19 Linux Multirocessor Schedulers (Cont.) BF Scheduler (BFS) (Not in the mainline) w A single queue aroach w Proortional-share w Based on Earliest Eligible Virtual Deadline First (EEVDF) w Focus on interactive (not scale well with cores). Suerseded by MuQSS to fix that The battle of schedulers : Kolivas (SD) vs Molnar (CFS) AOS@UC 19
20 And you have to realize that there are not very many things that have a ged as well as the scheduler. Which is just another roof that scheduling is easy. Linus Torvalds, 2001 [43] Scheduling is not easy!, E.g: The Linux Scheduler: a Decade of Wasted Cores htt:// final29.df AOS@UC 20
21 Disclaimer: Disclaimer: This lecture slide set is used in AOS course at University of Cantabria. Was initially develoed for Oerating System course in Comuter Science Det. at Hanyang University. This lecture slide set is for OSTEP book written by Remzi and Andrea Araci-Dusseau (at University of Wisconsin) 21
32. Common Concurrency Problems.
32. Common Concurrency Problems. Oerating System: Three Easy Pieces AOS@UC 1 Common Concurrency Problems More recent work focuses on studying other tyes of common concurrency bugs. w Take a brief look
More information28. Locks.
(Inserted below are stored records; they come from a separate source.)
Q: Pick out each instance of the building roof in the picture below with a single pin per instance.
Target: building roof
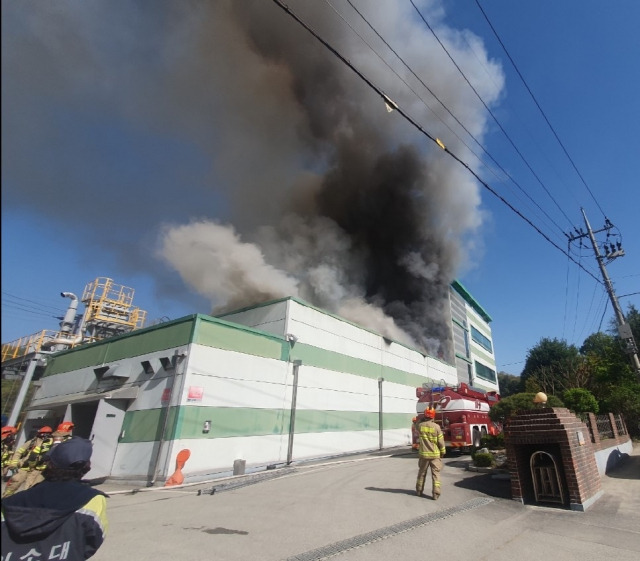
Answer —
(462, 291)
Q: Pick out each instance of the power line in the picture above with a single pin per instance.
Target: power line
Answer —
(538, 106)
(490, 112)
(390, 103)
(38, 304)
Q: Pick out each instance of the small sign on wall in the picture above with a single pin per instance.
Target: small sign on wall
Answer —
(195, 393)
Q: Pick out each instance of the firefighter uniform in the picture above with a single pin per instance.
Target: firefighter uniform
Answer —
(431, 449)
(29, 461)
(8, 442)
(63, 432)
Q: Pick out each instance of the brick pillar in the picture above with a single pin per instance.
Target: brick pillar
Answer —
(614, 426)
(560, 433)
(594, 428)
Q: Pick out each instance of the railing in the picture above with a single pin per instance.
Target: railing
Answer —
(42, 340)
(603, 427)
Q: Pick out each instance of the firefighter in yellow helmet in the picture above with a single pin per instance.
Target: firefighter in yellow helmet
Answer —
(63, 432)
(29, 462)
(431, 449)
(8, 443)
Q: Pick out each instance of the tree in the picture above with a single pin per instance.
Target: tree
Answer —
(548, 361)
(625, 399)
(632, 318)
(506, 407)
(580, 400)
(509, 384)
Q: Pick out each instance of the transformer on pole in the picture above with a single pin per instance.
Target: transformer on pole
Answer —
(612, 252)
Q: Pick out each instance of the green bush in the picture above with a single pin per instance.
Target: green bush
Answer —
(493, 442)
(580, 400)
(508, 406)
(483, 459)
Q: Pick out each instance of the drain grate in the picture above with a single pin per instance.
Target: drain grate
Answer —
(245, 482)
(383, 533)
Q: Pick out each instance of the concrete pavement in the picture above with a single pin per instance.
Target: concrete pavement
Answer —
(364, 507)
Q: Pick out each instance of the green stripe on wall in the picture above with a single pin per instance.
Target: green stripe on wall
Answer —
(233, 337)
(141, 341)
(145, 426)
(330, 360)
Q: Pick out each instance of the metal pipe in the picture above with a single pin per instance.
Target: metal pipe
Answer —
(69, 320)
(292, 422)
(165, 420)
(380, 423)
(17, 406)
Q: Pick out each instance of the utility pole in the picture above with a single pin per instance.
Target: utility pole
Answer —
(611, 252)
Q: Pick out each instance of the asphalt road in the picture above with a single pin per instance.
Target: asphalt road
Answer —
(364, 508)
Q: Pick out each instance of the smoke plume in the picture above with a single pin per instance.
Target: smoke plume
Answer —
(264, 166)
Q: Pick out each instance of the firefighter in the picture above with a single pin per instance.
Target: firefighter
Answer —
(63, 432)
(431, 449)
(29, 461)
(8, 442)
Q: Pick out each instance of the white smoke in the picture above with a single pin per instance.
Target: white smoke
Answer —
(232, 114)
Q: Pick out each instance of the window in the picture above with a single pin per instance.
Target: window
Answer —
(481, 339)
(485, 372)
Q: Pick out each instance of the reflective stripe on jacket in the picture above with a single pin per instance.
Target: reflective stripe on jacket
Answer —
(431, 440)
(30, 454)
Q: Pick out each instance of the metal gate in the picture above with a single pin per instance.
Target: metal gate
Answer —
(547, 483)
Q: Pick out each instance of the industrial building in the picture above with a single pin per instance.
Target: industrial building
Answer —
(272, 384)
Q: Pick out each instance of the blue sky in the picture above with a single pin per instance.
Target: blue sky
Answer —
(123, 125)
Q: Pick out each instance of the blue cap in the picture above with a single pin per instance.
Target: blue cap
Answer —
(71, 451)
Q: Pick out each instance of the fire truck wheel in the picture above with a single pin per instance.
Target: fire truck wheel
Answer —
(476, 439)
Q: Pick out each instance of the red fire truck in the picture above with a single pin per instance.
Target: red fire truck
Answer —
(462, 411)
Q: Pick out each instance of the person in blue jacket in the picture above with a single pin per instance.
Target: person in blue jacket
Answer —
(59, 518)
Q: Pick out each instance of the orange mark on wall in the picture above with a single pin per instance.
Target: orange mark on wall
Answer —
(177, 478)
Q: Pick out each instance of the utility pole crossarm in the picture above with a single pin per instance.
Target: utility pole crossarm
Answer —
(624, 329)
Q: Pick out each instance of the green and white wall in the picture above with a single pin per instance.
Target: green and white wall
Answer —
(144, 396)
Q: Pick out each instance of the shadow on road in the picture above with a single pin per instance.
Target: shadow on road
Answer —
(396, 491)
(485, 484)
(627, 467)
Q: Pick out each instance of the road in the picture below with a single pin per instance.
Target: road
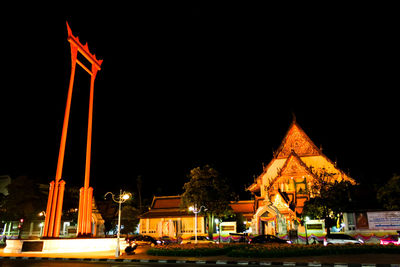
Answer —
(36, 263)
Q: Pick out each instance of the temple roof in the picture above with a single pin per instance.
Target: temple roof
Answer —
(170, 206)
(298, 141)
(296, 147)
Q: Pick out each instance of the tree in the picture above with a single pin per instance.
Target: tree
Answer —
(328, 200)
(389, 194)
(207, 188)
(129, 219)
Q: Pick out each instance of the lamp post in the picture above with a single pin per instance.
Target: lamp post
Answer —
(218, 222)
(41, 214)
(305, 227)
(123, 196)
(196, 211)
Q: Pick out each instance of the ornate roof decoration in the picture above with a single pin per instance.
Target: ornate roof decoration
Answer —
(84, 49)
(297, 140)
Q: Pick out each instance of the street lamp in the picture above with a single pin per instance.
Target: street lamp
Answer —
(123, 196)
(305, 227)
(196, 211)
(218, 223)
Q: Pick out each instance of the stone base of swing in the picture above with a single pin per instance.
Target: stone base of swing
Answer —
(61, 245)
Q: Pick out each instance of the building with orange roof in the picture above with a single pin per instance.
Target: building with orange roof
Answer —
(285, 183)
(167, 217)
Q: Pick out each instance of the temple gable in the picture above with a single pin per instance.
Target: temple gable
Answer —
(294, 167)
(297, 140)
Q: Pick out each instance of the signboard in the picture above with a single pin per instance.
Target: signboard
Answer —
(385, 220)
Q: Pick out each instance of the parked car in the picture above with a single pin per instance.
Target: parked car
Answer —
(200, 240)
(143, 240)
(239, 238)
(392, 239)
(267, 239)
(332, 239)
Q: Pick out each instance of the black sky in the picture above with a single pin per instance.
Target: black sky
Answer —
(183, 86)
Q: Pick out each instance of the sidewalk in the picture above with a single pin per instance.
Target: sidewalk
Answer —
(392, 260)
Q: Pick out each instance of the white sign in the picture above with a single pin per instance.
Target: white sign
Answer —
(384, 220)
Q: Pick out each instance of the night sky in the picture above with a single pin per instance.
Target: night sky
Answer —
(184, 86)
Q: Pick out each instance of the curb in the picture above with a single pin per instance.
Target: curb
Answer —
(219, 262)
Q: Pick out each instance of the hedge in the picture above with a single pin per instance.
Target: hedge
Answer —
(268, 251)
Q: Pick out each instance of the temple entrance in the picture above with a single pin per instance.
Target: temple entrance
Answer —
(267, 223)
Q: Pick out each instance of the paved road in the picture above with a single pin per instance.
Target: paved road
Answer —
(33, 263)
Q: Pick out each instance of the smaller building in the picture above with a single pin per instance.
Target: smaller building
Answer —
(167, 217)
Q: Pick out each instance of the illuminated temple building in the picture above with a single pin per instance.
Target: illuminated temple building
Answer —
(285, 183)
(279, 194)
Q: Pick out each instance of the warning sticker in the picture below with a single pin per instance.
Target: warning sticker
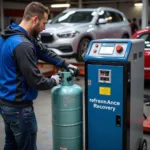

Operating System: Three Easy Pieces
28. Locks Oerating System: Three Easy Pieces AOS@UC 1 Locks: The Basic Idea Ensure that any critical section executes as if it were a single atomic instruction. w An examle: the canonical udate of a shared
More information33. Event-based Concurrency
33. Event-based Concurrency Oerating System: Three Easy Pieces AOS@UC 1 Event-based Concurrency A different style of concurrent rogramming without threads w Used in GUI-based alications, some tyes of internet
More information22. Swaping: Policies
22. Swaing: Policies Oerating System: Three Easy Pieces 1 Beyond Physical Memory: Policies Memory ressure forces the OS to start aging out ages to make room for actively-used ages. Deciding which age to
More information6. Mechanism: Limited Direct Execution
6. Mechanism: Limited Direct Execution Oerating System: Three Easy Pieces AOS@UC 1 How to efficiently virtualize the CPU with control? The OS needs to share the hysical CPU by time sharing. Issue w Performance:
More information20. Paging: Smaller Tables
20. Paging: Smaller Tables Oerating System: Three Easy Pieces AOS@UC 1 Paging: Linear Tables We usually have one age table for every rocess in the system. w Assume that 32-bit address sace with 4KB ages
More information37. Hard Disk Drives. Operating System: Three Easy Pieces
37. Hard Disk Drives Oerating System: Three Easy Pieces AOS@UC 1 Hard Disk Driver Hard disk driver have been the main form of ersistent data storage in comuter systems for decades ( and consequently file
More information30. Condition Variables
30. Condition Variables Oerating System: Three Easy Pieces AOS@UC 1 Condition Variables There are many cases where a thread wishes to check whether a condition is true before continuing its execution.
More information2. Introduction to Operating Systems
2. Introduction to Oerating Systems Oerating System: Three Easy Pieces 1 What a haens when a rogram runs? A running rogram executes instructions. 1. The rocessor fetches an instruction from memory. 2.
More information15. Address Translation
15. Address Translation Oerating System: Three Easy Pieces AOS@UC 1 Memory Virtualizing with Efficiency and Control Memory virtualizing takes a similar strategy known as limited direct execution(lde) for
More information43. Log-structured File Systems
43. Log-structured File Systems Oerating System: Three Easy Pieces AOS@UC 1 LFS: Log-structured File System Proosed by Stanford back in 91 Motivated by: w DRAM Memory sizes where growing. w Large ga between
More information42. Crash Consistency: FSCK and Journaling
42. Crash Consistency: FSCK and Journaling Oerating System: Three Easy Pieces AOS@UC 1 Crash Consistency AOS@UC 2 Crash Consistency Unlike most data structure, file system data structures must ersist w
More information36. I/O Devices. Operating System: Three Easy Pieces 1
36. I/O Devices Oerating System: Three Easy Pieces AOS@UC 1 I/O Devices I/O is critical to comuter system to interact with systems. Issue : w How should I/O be integrated into systems? w What are the general
More information4. The Abstraction: The Process
4. The Abstraction: The Process Operating System: Three Easy Pieces AOS@UC 1 How to provide the illusion of many CPUs? p CPU virtualizing w The OS can promote the illusion that many virtual CPUs exist.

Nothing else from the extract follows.